The problem is quite simple: I need to replace all occurrences of "fooo" and all its substrings with "xyz". In Java, for example, I will do it as follows:
someString.replaceAll( "fooo|foo|fo", "xyz" )
and that will do the trick. But in Haskell, I did not find an effective way to work with regex. First of all, I read the following: http://www.haskell.org/haskellwiki/Regular_expressions
The only library that actually has a replace function is regex-posix, but it is considered "very slow" in performance. And this fact is unacceptable. I also found that this replace function for some reason does not take into account the order of the given patterns, so I got the result as follows:
>replace "boo fooo boo" "xyz" "boo xyzoo boo"
Other backends do not imply such functionality.

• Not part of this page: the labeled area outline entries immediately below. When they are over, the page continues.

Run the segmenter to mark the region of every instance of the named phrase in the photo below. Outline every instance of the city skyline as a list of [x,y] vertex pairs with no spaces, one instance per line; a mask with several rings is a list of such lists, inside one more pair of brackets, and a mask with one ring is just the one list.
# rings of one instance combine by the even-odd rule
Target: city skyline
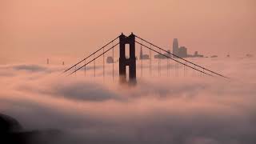
[[[121,32],[145,35],[163,47],[170,47],[170,41],[178,38],[190,50],[206,55],[255,53],[254,0],[132,0],[123,3],[123,11],[115,0],[61,3],[1,1],[0,63],[74,60]],[[152,27],[157,29],[151,31]]]

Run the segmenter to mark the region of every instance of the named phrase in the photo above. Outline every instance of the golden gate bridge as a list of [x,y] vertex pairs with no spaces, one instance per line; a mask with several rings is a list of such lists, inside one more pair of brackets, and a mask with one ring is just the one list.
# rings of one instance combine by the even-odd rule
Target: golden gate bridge
[[[103,74],[103,77],[105,77],[105,54],[106,53],[112,50],[112,58],[114,59],[114,47],[118,46],[118,45],[119,45],[119,49],[118,49],[119,50],[119,58],[118,58],[119,80],[122,82],[136,83],[137,82],[137,76],[136,76],[137,57],[135,55],[136,44],[140,45],[141,47],[148,49],[150,51],[149,60],[150,60],[150,75],[152,73],[151,51],[153,51],[156,54],[158,54],[159,55],[165,57],[167,59],[167,70],[169,70],[169,68],[170,68],[169,61],[171,60],[175,62],[177,64],[181,64],[184,66],[184,74],[185,74],[185,69],[189,68],[193,70],[194,71],[198,71],[198,73],[202,74],[204,75],[207,75],[210,77],[220,77],[223,78],[229,78],[219,73],[214,72],[214,70],[211,70],[208,68],[202,66],[199,64],[196,64],[191,61],[181,58],[178,55],[174,54],[171,52],[166,50],[165,49],[160,46],[158,46],[157,45],[144,38],[142,38],[139,36],[134,34],[133,33],[131,33],[131,34],[129,36],[126,36],[122,33],[121,35],[110,41],[102,47],[98,49],[94,53],[90,54],[89,56],[86,57],[85,58],[82,59],[77,63],[72,65],[70,67],[64,70],[63,73],[67,74],[68,75],[71,75],[84,68],[85,74],[86,74],[86,66],[93,62],[94,63],[94,76],[95,77],[96,75],[95,61],[98,58],[102,57],[103,58],[103,61],[102,61],[103,73],[102,74]],[[110,46],[110,48],[106,49]],[[129,51],[129,54],[126,54],[126,49],[129,49],[129,50],[127,50]],[[127,56],[127,54],[129,55]],[[142,63],[141,63],[141,66],[142,66]],[[126,70],[128,70],[129,74],[126,74]],[[159,70],[161,70],[160,59],[158,60],[158,74],[159,74]],[[141,72],[142,72],[142,67],[141,67]],[[114,79],[114,62],[112,63],[112,76]]]

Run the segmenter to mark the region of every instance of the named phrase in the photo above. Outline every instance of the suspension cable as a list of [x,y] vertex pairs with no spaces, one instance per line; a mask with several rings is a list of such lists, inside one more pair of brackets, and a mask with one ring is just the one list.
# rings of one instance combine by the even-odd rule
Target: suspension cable
[[[119,44],[119,42],[118,42],[117,44],[115,44],[114,46],[113,46],[112,47],[110,47],[110,49],[108,49],[107,50],[106,50],[104,52],[104,54],[106,54],[106,52],[110,51],[111,49],[113,49],[114,46],[118,46]],[[94,60],[98,58],[100,56],[103,55],[103,54],[99,54],[98,57],[94,58],[94,59],[90,60],[90,62],[88,62],[87,63],[86,63],[85,65],[80,66],[78,69],[77,69],[75,71],[73,71],[71,74],[70,74],[69,75],[75,73],[76,71],[79,70],[80,69],[82,69],[82,67],[87,66],[89,63],[92,62]]]
[[78,62],[78,63],[73,65],[72,66],[70,66],[70,68],[68,68],[67,70],[66,70],[65,71],[63,71],[63,73],[67,72],[68,70],[70,70],[70,69],[72,69],[73,67],[76,66],[77,65],[78,65],[79,63],[81,63],[82,62],[83,62],[84,60],[89,58],[90,57],[93,56],[94,54],[95,54],[97,52],[98,52],[99,50],[101,50],[102,49],[103,49],[104,47],[107,46],[109,44],[110,44],[111,42],[114,42],[115,40],[117,40],[119,38],[117,37],[116,38],[113,39],[112,41],[110,41],[110,42],[108,42],[107,44],[106,44],[105,46],[103,46],[102,47],[101,47],[100,49],[97,50],[95,52],[94,52],[93,54],[90,54],[88,57],[83,58],[82,60],[81,60],[80,62]]
[[211,72],[211,73],[213,73],[213,74],[217,74],[217,75],[218,75],[218,76],[221,76],[221,77],[223,77],[223,78],[229,78],[228,77],[226,77],[226,76],[224,76],[224,75],[222,75],[222,74],[218,74],[218,73],[216,73],[216,72],[214,72],[214,71],[212,71],[212,70],[208,70],[208,69],[206,69],[206,68],[205,68],[205,67],[202,67],[202,66],[198,66],[198,65],[197,65],[197,64],[195,64],[195,63],[194,63],[194,62],[190,62],[190,61],[188,61],[188,60],[186,60],[186,59],[184,59],[184,58],[181,58],[181,57],[179,57],[179,56],[178,56],[178,55],[176,55],[176,54],[172,54],[172,53],[170,53],[170,52],[169,52],[169,51],[166,51],[166,50],[165,50],[164,49],[162,49],[162,48],[161,48],[161,47],[159,47],[159,46],[156,46],[156,45],[154,45],[153,43],[151,43],[151,42],[148,42],[148,41],[146,41],[146,40],[145,40],[145,39],[143,39],[143,38],[140,38],[140,37],[138,37],[138,36],[137,36],[137,35],[135,35],[135,37],[138,38],[139,38],[139,39],[141,39],[141,40],[142,40],[142,41],[144,41],[144,42],[147,42],[147,43],[149,43],[149,44],[150,44],[150,45],[152,45],[152,46],[155,46],[155,47],[157,47],[157,48],[158,48],[158,49],[161,49],[162,50],[163,50],[163,51],[165,51],[165,52],[166,52],[166,53],[168,53],[168,54],[170,54],[173,55],[173,56],[175,56],[175,57],[177,57],[177,58],[180,58],[180,59],[182,59],[183,61],[186,61],[186,62],[189,62],[189,63],[190,63],[190,64],[195,65],[195,66],[198,66],[198,67],[200,67],[200,68],[205,69],[206,70],[207,70],[207,71],[209,71],[209,72]]
[[161,54],[161,55],[163,55],[163,56],[165,56],[165,57],[166,57],[166,58],[170,58],[170,59],[172,59],[172,60],[174,60],[174,61],[175,61],[175,62],[178,62],[178,63],[180,63],[180,64],[186,65],[187,67],[190,67],[190,68],[194,69],[194,70],[195,70],[200,71],[201,73],[204,73],[204,74],[207,74],[207,75],[210,75],[210,76],[212,76],[212,77],[213,77],[213,75],[211,75],[211,74],[208,74],[208,73],[203,72],[203,71],[202,71],[202,70],[198,70],[198,69],[196,69],[196,68],[194,68],[194,67],[192,67],[192,66],[189,66],[189,65],[186,65],[186,64],[185,64],[185,63],[182,63],[182,62],[179,62],[179,61],[178,61],[178,60],[176,60],[176,59],[174,59],[174,58],[170,58],[170,57],[169,57],[169,56],[167,56],[167,55],[162,54],[159,53],[158,51],[157,51],[157,50],[154,50],[154,49],[152,49],[152,48],[150,48],[150,47],[147,46],[145,46],[145,45],[142,44],[141,42],[137,42],[137,41],[135,41],[135,42],[137,42],[137,43],[138,43],[138,44],[141,44],[141,45],[142,45],[144,47],[146,47],[146,48],[148,48],[148,49],[150,49],[152,51],[154,51],[154,52],[156,52],[156,53],[158,53],[158,54]]

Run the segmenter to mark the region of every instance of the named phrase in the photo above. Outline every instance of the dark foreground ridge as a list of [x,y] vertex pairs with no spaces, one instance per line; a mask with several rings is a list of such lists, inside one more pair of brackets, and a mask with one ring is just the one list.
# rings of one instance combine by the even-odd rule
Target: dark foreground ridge
[[0,114],[1,144],[46,144],[58,134],[58,130],[52,130],[26,131],[16,119]]

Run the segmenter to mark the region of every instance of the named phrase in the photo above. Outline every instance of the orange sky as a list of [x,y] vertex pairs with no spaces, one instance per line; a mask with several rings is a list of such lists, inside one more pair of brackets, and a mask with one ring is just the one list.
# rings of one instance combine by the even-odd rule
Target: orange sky
[[[83,58],[121,32],[190,53],[255,53],[255,0],[1,0],[0,63]],[[223,51],[222,54],[221,52]]]

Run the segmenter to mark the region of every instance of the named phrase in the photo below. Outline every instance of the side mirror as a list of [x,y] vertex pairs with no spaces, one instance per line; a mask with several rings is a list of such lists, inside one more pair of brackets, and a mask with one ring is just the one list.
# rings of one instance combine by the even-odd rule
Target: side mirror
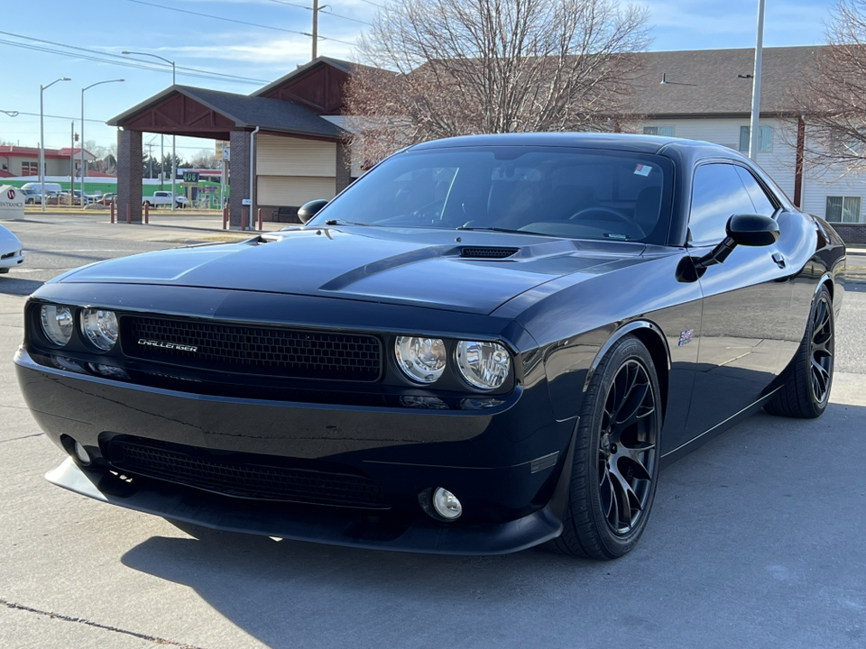
[[695,281],[710,266],[724,263],[738,245],[765,246],[778,241],[778,224],[761,215],[734,215],[728,219],[724,231],[727,236],[721,243],[700,259],[692,260],[694,270],[686,267],[677,270],[681,281]]
[[315,216],[316,213],[327,205],[327,201],[324,198],[317,198],[316,200],[309,201],[309,203],[304,203],[304,205],[300,206],[300,209],[298,210],[298,218],[302,224],[305,224],[313,216]]
[[734,215],[725,232],[737,245],[763,246],[778,241],[778,224],[760,215]]

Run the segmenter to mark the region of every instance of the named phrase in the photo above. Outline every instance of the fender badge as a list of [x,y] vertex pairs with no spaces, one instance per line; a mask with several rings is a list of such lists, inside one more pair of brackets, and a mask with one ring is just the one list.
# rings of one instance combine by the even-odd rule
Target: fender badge
[[165,341],[152,341],[147,338],[139,338],[138,343],[145,347],[160,347],[161,349],[173,349],[178,352],[198,352],[198,348],[195,345],[184,345],[177,343],[166,343]]

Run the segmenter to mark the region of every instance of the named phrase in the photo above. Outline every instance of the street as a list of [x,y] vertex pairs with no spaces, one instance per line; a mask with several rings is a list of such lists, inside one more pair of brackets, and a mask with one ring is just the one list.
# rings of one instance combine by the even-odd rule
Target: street
[[760,412],[667,469],[624,558],[403,554],[181,529],[50,485],[63,453],[12,363],[25,296],[224,235],[5,224],[27,256],[0,276],[0,647],[866,647],[866,285],[844,297],[824,416]]

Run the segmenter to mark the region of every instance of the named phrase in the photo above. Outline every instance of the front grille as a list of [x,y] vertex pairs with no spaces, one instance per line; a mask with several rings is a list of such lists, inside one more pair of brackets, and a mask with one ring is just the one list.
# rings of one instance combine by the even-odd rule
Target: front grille
[[379,340],[356,334],[125,315],[121,339],[131,358],[202,370],[374,381],[382,369]]
[[131,440],[108,447],[115,468],[235,498],[383,509],[390,507],[375,482],[350,473],[270,466],[207,457]]
[[461,257],[473,259],[505,259],[515,254],[519,248],[464,248],[460,251]]

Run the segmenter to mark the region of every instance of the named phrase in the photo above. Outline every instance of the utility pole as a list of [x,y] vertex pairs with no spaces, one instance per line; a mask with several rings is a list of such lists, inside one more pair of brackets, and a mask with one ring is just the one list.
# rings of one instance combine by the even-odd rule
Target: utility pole
[[313,0],[313,59],[318,55],[318,0]]
[[755,78],[751,90],[751,125],[750,126],[749,157],[758,161],[758,136],[760,134],[760,59],[764,46],[764,0],[758,0],[758,40],[755,42]]
[[75,201],[75,122],[69,122],[69,205]]

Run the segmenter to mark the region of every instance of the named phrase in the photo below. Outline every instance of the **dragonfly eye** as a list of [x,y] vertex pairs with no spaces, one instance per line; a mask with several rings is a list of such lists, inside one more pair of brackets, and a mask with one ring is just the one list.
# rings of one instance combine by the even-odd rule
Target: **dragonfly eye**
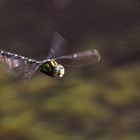
[[57,65],[54,70],[57,77],[63,77],[63,75],[65,74],[65,69],[62,65]]

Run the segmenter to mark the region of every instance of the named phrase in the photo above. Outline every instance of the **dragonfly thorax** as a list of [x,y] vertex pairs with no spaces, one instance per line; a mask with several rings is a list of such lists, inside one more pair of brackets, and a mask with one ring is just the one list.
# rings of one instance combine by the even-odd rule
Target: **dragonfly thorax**
[[63,77],[65,69],[62,65],[58,64],[55,60],[48,59],[39,67],[40,71],[51,77]]

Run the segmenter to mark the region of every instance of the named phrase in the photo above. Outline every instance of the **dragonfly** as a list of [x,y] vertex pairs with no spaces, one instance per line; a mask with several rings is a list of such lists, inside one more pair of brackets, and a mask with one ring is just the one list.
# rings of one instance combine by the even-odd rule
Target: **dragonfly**
[[100,61],[101,56],[96,49],[63,55],[66,44],[66,40],[55,32],[46,59],[40,61],[1,50],[0,62],[11,76],[29,79],[38,70],[50,77],[61,78],[65,74],[64,66],[86,66]]

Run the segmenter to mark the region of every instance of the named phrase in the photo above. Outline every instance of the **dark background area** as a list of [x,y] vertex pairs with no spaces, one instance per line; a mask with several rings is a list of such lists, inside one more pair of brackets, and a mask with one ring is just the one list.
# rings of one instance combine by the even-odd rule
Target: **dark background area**
[[54,32],[100,63],[27,81],[1,65],[0,139],[139,140],[140,1],[0,0],[1,49],[45,59]]

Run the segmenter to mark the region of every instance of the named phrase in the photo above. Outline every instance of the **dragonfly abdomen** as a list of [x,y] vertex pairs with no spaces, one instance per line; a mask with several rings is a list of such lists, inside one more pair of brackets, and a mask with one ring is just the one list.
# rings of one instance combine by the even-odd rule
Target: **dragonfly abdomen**
[[29,59],[27,57],[15,54],[15,53],[10,53],[10,52],[6,52],[6,51],[0,51],[2,56],[7,56],[7,57],[13,57],[15,59],[21,59],[23,61],[28,61],[29,63],[39,63],[38,61],[34,60],[34,59]]

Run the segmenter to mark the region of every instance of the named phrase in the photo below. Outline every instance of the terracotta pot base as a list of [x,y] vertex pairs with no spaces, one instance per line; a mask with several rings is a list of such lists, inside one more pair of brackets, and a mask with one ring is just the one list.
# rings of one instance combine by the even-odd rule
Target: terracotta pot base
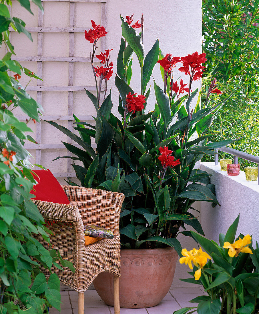
[[[173,282],[178,254],[172,247],[122,250],[120,277],[120,305],[126,308],[157,305]],[[107,304],[113,306],[113,275],[102,273],[94,285]]]

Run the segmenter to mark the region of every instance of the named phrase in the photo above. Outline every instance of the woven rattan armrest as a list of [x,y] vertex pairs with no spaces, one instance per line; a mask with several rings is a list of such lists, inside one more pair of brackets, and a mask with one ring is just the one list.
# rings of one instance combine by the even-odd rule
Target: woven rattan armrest
[[119,221],[124,195],[102,190],[63,185],[71,204],[78,207],[84,225],[101,225],[119,234]]
[[[57,221],[60,222],[58,230],[58,234],[57,230],[53,236],[52,236],[52,241],[55,240],[53,238],[57,238],[58,241],[60,241],[62,240],[62,229],[69,227],[68,226],[73,226],[74,232],[72,232],[71,236],[73,239],[76,239],[78,243],[78,248],[84,249],[85,232],[84,225],[82,221],[78,208],[75,205],[70,204],[59,204],[52,202],[44,202],[42,201],[32,200],[37,205],[38,209],[45,221]],[[51,226],[47,226],[51,230]],[[52,231],[53,232],[53,231]],[[64,241],[66,241],[64,239]]]

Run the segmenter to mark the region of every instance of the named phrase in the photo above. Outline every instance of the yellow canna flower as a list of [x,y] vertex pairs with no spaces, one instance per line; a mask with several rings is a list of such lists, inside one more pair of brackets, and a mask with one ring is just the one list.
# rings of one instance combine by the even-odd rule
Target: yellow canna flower
[[188,264],[188,266],[190,268],[192,269],[193,268],[191,262],[194,263],[195,262],[194,257],[198,250],[196,249],[193,248],[190,252],[187,251],[186,249],[183,249],[182,250],[182,255],[183,255],[183,257],[181,257],[179,260],[180,264],[185,263],[185,265]]
[[225,242],[223,246],[224,249],[229,249],[228,254],[230,257],[238,256],[239,253],[249,253],[252,254],[253,252],[251,249],[246,246],[251,243],[252,238],[249,235],[245,236],[243,239],[239,238],[234,243],[229,243],[229,242]]
[[211,257],[206,252],[203,252],[200,248],[199,250],[193,248],[190,252],[186,249],[182,250],[182,254],[184,256],[179,260],[180,263],[185,263],[186,265],[188,264],[190,268],[192,269],[193,267],[192,262],[196,267],[199,267],[194,273],[195,280],[199,280],[201,275],[201,269],[207,263],[208,259],[211,259]]

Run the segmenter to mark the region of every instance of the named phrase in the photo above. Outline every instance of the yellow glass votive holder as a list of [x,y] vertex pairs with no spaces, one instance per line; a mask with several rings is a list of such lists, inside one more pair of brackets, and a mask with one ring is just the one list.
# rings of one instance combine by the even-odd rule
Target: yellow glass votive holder
[[256,181],[258,178],[258,167],[246,167],[245,168],[246,181]]
[[222,171],[227,171],[228,169],[228,164],[232,164],[232,159],[220,159],[219,163],[220,164],[220,169]]

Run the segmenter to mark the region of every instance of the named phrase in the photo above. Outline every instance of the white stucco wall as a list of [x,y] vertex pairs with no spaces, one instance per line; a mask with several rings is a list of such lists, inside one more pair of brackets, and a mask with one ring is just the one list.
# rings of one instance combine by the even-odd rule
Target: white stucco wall
[[[62,1],[45,1],[43,26],[46,27],[68,27],[69,26],[69,2]],[[36,26],[38,22],[37,8],[31,2],[32,15],[23,8],[17,2],[14,1],[12,8],[13,16],[20,17],[26,23],[26,26]],[[145,19],[144,45],[145,55],[150,50],[158,38],[160,46],[164,55],[172,53],[173,56],[181,57],[197,51],[201,52],[202,35],[202,13],[201,0],[162,0],[159,2],[155,0],[140,1],[139,0],[120,1],[107,0],[106,30],[106,49],[113,49],[110,53],[110,61],[114,65],[114,72],[108,81],[108,89],[111,87],[113,104],[113,113],[117,114],[118,93],[114,84],[116,72],[116,65],[121,36],[121,21],[120,14],[124,17],[134,13],[134,20],[141,19],[143,13]],[[91,19],[96,24],[101,23],[101,4],[94,2],[76,2],[75,3],[75,27],[85,27],[88,30],[91,26]],[[65,33],[43,33],[43,55],[46,57],[68,56],[68,34]],[[37,33],[32,33],[33,39],[31,42],[23,34],[13,32],[11,35],[12,42],[15,47],[18,57],[37,55]],[[75,33],[74,53],[75,57],[89,56],[92,44],[84,38],[84,33]],[[96,53],[100,51],[100,44]],[[0,55],[5,53],[4,49],[0,51]],[[22,65],[37,72],[36,62],[35,61],[23,62]],[[44,86],[66,85],[68,84],[68,62],[42,62],[42,85]],[[177,68],[176,68],[177,69]],[[134,57],[133,77],[131,87],[134,92],[140,92],[140,68],[136,57]],[[157,84],[163,86],[162,78],[158,64],[155,67],[153,76]],[[188,77],[176,69],[174,77],[176,79],[180,76],[186,83]],[[24,85],[28,82],[28,78],[22,76],[20,82]],[[93,78],[89,62],[80,62],[74,64],[74,85],[94,86]],[[193,90],[200,85],[200,81],[194,82]],[[151,95],[148,108],[150,110],[154,107],[155,102],[153,79]],[[33,79],[29,85],[36,85],[36,80]],[[149,85],[148,85],[148,86]],[[36,92],[29,92],[35,99]],[[68,114],[68,92],[66,91],[43,92],[42,104],[46,116],[66,115]],[[91,115],[95,114],[95,110],[84,91],[74,93],[73,111],[77,115]],[[22,112],[16,111],[16,114],[22,115]],[[93,121],[90,123],[93,123]],[[58,122],[66,126],[66,121]],[[34,132],[36,126],[32,122],[30,126]],[[54,127],[46,122],[42,124],[42,143],[61,143],[66,141],[66,137]],[[36,150],[30,151],[35,158]],[[51,163],[51,161],[58,156],[65,155],[65,149],[43,149],[41,151],[41,163],[53,172],[66,172],[66,160],[59,159]],[[33,159],[32,160],[34,162]],[[35,161],[34,161],[35,162]],[[64,182],[63,179],[59,179]]]
[[245,173],[228,176],[220,171],[219,165],[202,163],[201,169],[214,175],[211,181],[216,187],[216,196],[220,204],[212,208],[209,203],[201,202],[201,223],[208,238],[218,243],[218,235],[226,234],[230,225],[240,214],[237,236],[253,235],[254,245],[259,241],[259,185],[247,182]]

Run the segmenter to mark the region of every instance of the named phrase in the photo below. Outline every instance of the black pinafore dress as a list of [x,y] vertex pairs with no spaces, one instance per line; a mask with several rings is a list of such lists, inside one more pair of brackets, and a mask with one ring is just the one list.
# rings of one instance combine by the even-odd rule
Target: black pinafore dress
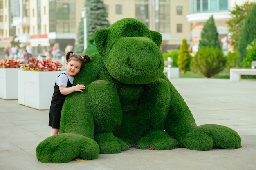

So, I decided to write a simple way:
replaceFoo input = helper input [] where helper ('f':'o':'o':'o':xs) ys = helper xs ("zyx" ++ ys) helper ('f':'o':'o':xs) ys = helper xs ("zyx" ++ ys) helper ('f':'o':xs) ys = helper xs ("zyx" ++ ys) helper (x:xs) ys = helper xs (x:ys) helper [] ys = reverse ys
While I do not find this feature pleasant, it works well and quickly. But at the moment, I met the need to add more words to this substitute, and I do not like the idea of ββexpanding helper templates more (I have to say that I actually have 4 words in a real application and this is odd).
I will be glad if someone helps me with a quick solution.
cebewee , thanks for Data.String.Utils. But I'm afraid that this approach is rather slow if you replace a lot of words ("fooo" with "xyz", "foo" with "xyz", "fo" with "xyz", "bar" with "quux", etc. .), because for this I will need foldr (\str (from,to) -> replace from to str) input pairs or something like that, and it will take O (n * n). Moreover, this may have the unexpected result of replacing a substring of the result of a previous replacement.